Voici un exemple minimal ...
Quelques exemples de données:
set.seed(1)
mydf <- data.frame(x1 = rep(1:3, each = 3),
x2 = rep(1:3, 3),
salt = sample(10, 9, TRUE),
sugar = sample(7, 9, TRUE))
mydf
# x1 x2 salt sugar
# 1 1 1 3 1
# 2 1 2 4 2
# 3 1 3 6 2
# 4 2 1 10 5
# 5 2 2 3 3
# 6 2 3 9 6
# 7 3 1 10 4
# 8 3 2 7 6
# 9 3 3 7 7
L'effet que vous semblez essayer d'obtenir:
reshape(mydf, idvar='x1', timevar='x2', direction='wide')
# x1 salt.1 sugar.1 salt.2 sugar.2 salt.3 sugar.3
# 1 1 3 1 4 2 6 2
# 4 2 10 5 3 3 9 6
# 7 3 10 4 7 6 7 7
recast
en action. (Notez que les valeurs sont toutes ce que nous attendons dans les dimensions que nous attendons.)
library(reshape2)
out <- recast(mydf, x1 ~ x2 + variable, measure.var = c("salt", "sugar"))
### recast(mydf, x1 ~ x2 + variable, id.var = c("x1", "x2"))
out
# $data
# [,1] [,2] [,3] [,4] [,5] [,6]
# [1,] 3 1 4 2 6 2
# [2,] 10 5 3 3 9 6
# [3,] 10 4 7 6 7 7
#
# $labels
# $labels[[1]]
# x1
# 1 1
# 2 2
# 3 3
#
# $labels[[2]]
# x2 variable
# 1 1 salt
# 2 1 sugar
# 3 2 salt
# 4 2 sugar
# 5 3 salt
# 6 3 sugar
Honnêtement, je ne sais pas si c'était une fonction incomplète, ou si c'est une fonction d'aide à une autre fonction.

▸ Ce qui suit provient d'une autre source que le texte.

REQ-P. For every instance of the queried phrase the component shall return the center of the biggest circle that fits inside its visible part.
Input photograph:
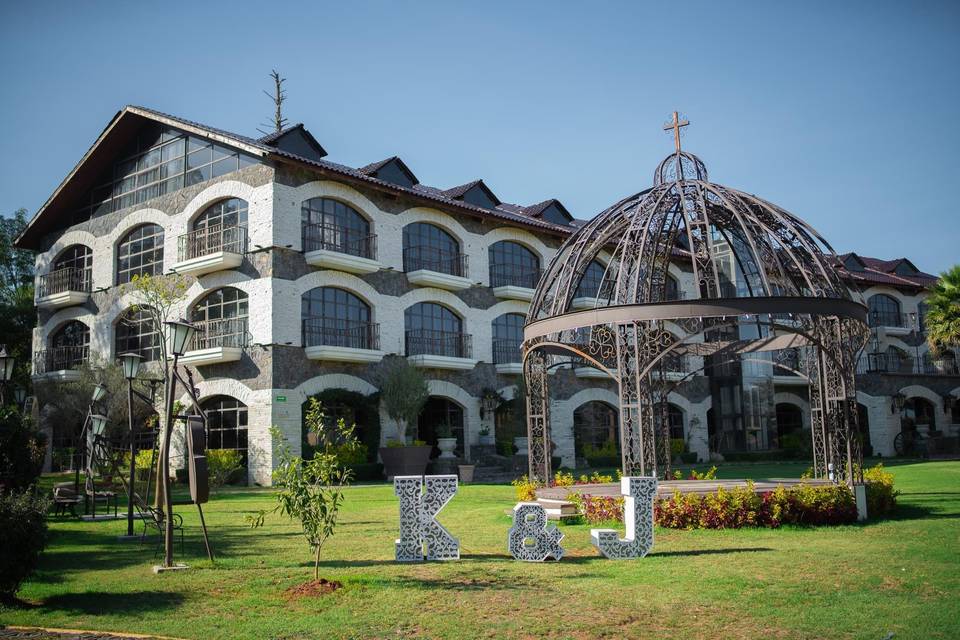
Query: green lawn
(900, 575)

Toutes les informations sont là pour pouvoir recomposer les données, ce qui facilite l'écriture d'une fonction comme celle-ci:
recast2 <- function(...) {
inList <- recast(...)
setNames(cbind(inList[[2]][[1]], inList[[1]]),
c(names(inList[[2]][[1]]),
do.call(paste, c(rev(inList[[2]][[2]]), sep = "_"))))
}
recast2(mydf, x1 ~ x2 + variable, measure.var = c("salt", "sugar"))

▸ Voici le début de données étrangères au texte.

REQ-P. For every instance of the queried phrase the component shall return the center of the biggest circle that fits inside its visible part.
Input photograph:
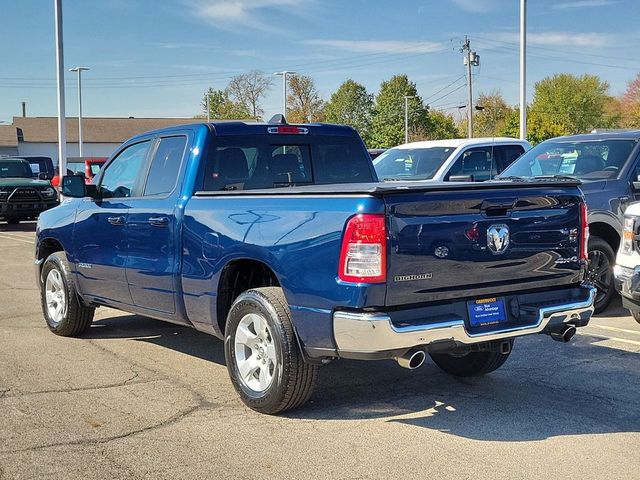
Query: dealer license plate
(486, 311)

# x1 salt_1 sugar_1 salt_2 sugar_2 salt_3 sugar_3
# 1 1 3 1 4 2 6 2
# 2 2 10 5 3 3 9 6
# 3 3 10 4 7 6 7 7
Encore une fois, un avantage possible avec le recast2
L'approche est la capacité d'agréger et de remodeler dans la même étape.
Utilisation d'un exemple de trame de données mydf
de réponse d'A5C1D2H2I1M1N2O1R2T1 .
tidyr
Reshape2 a été remplacé par le paquet tidyr .
library(tidyr)
mydf %>%
gather(variable, value, -x1, -x2) %>%
unite(x2_variable, x2, variable) %>%
spread(x2_variable, value)
# x1 1_salt 1_sugar 2_salt 2_sugar 3_salt 3_sugar
# 1 1 3 1 4 2 6 2
# 2 2 10 5 3 3 9 6
# 3 3 10 4 7 6 7 7
reshape2
@AlexR a ajouté à sa question:
Bien sûr, vous pouvez "fondre" les 2 variables de valeur dans une seule colonne,
Pour ceux qui viennent ici à la recherche d'une réponse basée sur reshape2 , voici comment faire fondre les données et ensuite utiliser dcast basé sur la "variable". .

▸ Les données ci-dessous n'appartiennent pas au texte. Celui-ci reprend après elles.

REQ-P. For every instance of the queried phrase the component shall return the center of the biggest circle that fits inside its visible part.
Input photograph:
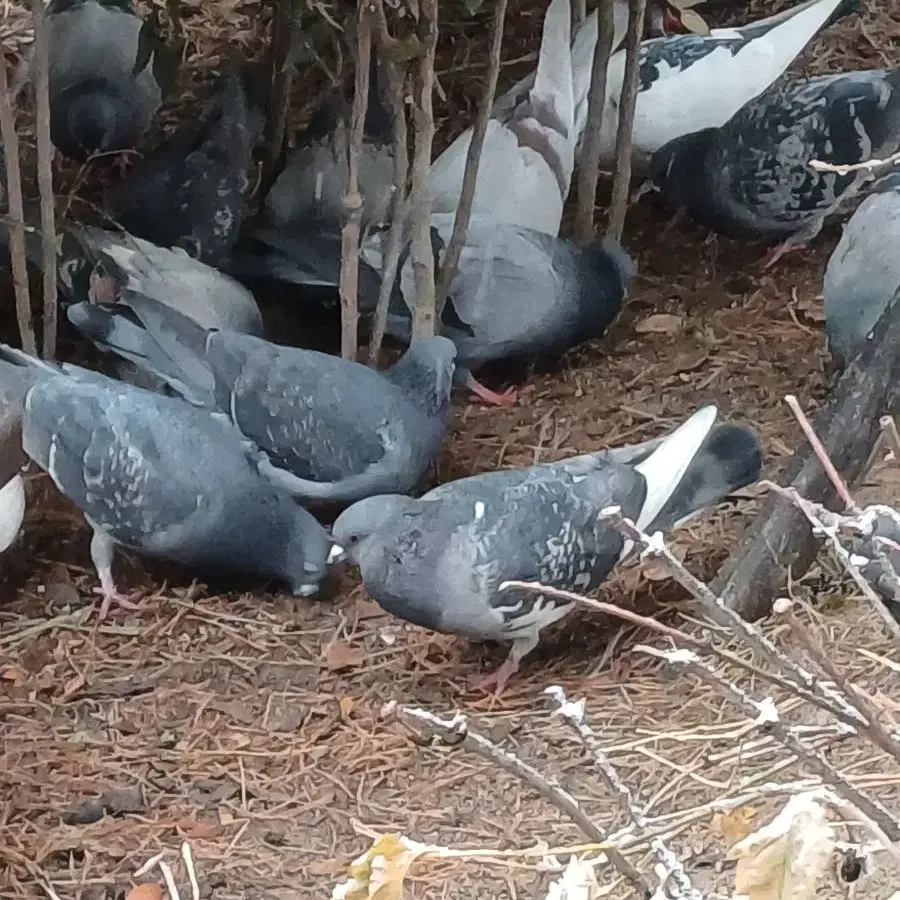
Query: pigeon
(192, 192)
(156, 475)
(97, 102)
(313, 184)
(518, 293)
(12, 486)
(327, 429)
(529, 151)
(752, 177)
(688, 82)
(863, 274)
(440, 561)
(101, 263)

dt2 <- melt(mydf, id = c("x1", "x2"))
La colonne variable contiendra désormais "var1", "var2", "var3". Vous pouvez obtenir l'effet souhaité avec
dt3 <- dcast(dt2, x1 ~ x2 + variable, value.var="value")
dt3
# x1 1_salt 1_sugar 2_salt 2_sugar 3_salt 3_sugar
# 1 1 3 1 4 2 6 2
# 2 2 10 5 3 3 9 6
# 3 3 10 4 7 6 7 7
value.var est facultatif dans cet appel de fonction car dcast le devinera automatiquement.